Ray Charles’ “I Can’t Stop Loving You” and David Rose’s “The Stripper” are fighting for the most spins on New York’s bossest radio station, WABC-AM. The fledgling New York Mets erupt for 13 runs — the most they will score in any game their first year — to beat Houston at the Polo Grounds. English jazz instrumentalist Tubby Hayes is in New York too, cutting an album with an all-star band that includes James Moody and a sax player still known simply as Roland Kirk.
And in the Connecticut suburbs of The City, the usually sedate Blumenau family is celebrating summer by pitching a wang dang doodle:
Since the calendar entries continue after June 23, 1962, I gather that the roof stayed on the house and the walls stayed in one piece. Sounds like it was a near thing, though.
But seriously … a couple of observations (or semi-educated guesses) about this calendar entry:
* Clambakes are not a Blumenau family tradition as far as I know. (Of course, it’s never too late to start.) Still, for the sake of argument, I’ll assume my grandfolks actually did cook and serve a bunch of bivalves that day. It was summer; they lived in New England; and there were other big doings that day. Sure, why not?
* My great-grandmother, who will get an entry all to herself one of these days, was a piano teacher for many years. I’m guessing that the “piano blast” was someone’s droll description of a piano recital — one of those interminable events where legions of students take turns traipsing up to the piano and abusing “Fur Elise.”
* “Clam,” incidentally, is long-standing musicians’ slang for a wrong note. (An interesting discussion of the term’s origin can be found here.) I doubt my family had that connection in mind when they scheduled a clambake on the same day as a student piano recital. But when you put the two things together, it’s a wonderfully subtle in-joke.
* I’m not convinced the party description is in my grandfather’s handwriting — it doesn’t lean forward the same way. Compare it to some of the other calendar entries we’ve seen so far, and tell me if you don’t agree.
It’s definitely not my dad’s writing either (the words “Rod-Job-Stu” are in his hand), nor that of my grandma or great-grandma.

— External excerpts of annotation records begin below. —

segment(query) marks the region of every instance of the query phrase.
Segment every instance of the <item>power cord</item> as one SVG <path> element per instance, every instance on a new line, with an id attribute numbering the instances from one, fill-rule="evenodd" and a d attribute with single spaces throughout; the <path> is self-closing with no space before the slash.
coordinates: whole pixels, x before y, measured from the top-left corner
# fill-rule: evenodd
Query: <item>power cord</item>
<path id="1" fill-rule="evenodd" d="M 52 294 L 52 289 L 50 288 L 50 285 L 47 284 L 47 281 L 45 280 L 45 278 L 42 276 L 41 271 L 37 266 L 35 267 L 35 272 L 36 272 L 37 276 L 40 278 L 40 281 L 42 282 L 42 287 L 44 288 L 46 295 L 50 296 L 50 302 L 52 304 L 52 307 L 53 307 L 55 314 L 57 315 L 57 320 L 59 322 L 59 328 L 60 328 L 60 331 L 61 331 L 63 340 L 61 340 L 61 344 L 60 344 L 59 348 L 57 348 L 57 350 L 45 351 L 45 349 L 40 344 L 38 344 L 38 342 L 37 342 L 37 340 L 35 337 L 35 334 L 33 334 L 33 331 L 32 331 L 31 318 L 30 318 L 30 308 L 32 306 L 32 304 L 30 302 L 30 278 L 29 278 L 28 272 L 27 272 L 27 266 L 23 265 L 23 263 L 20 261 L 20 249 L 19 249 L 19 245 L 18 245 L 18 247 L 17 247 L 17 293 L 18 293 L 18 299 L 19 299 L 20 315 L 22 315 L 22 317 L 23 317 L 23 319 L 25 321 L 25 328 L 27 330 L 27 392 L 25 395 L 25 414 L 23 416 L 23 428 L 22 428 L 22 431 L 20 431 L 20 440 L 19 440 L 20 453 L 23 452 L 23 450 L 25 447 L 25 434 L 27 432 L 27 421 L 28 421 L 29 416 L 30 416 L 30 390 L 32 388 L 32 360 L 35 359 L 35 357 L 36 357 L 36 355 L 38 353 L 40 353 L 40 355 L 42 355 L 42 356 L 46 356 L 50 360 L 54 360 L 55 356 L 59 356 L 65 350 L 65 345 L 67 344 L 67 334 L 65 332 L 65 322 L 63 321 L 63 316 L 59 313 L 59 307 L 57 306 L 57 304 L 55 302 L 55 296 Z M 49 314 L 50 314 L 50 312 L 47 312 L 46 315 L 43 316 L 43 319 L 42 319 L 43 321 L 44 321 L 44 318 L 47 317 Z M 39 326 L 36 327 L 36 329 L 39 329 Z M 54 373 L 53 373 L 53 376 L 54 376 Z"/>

So my guess is that my Aunt Elaine contributed this calendar entry, perhaps elaborating ever so slightly on the size and scope of the par-tay. I could be wrong: The musical notes suggest a certain puckishness I associate with my grandfather.
* I’m guessing that the beer — if beer was indeed served — would have been one of the great New York-area brands of the day, like Ballantine or Rheingold. I would have enjoyed the chance to taste either one while they were still made to their classic recipes.
At any rate:
While Memorial Day weekend is a time for reflection, it’s also a time to get together and relax with family and friends.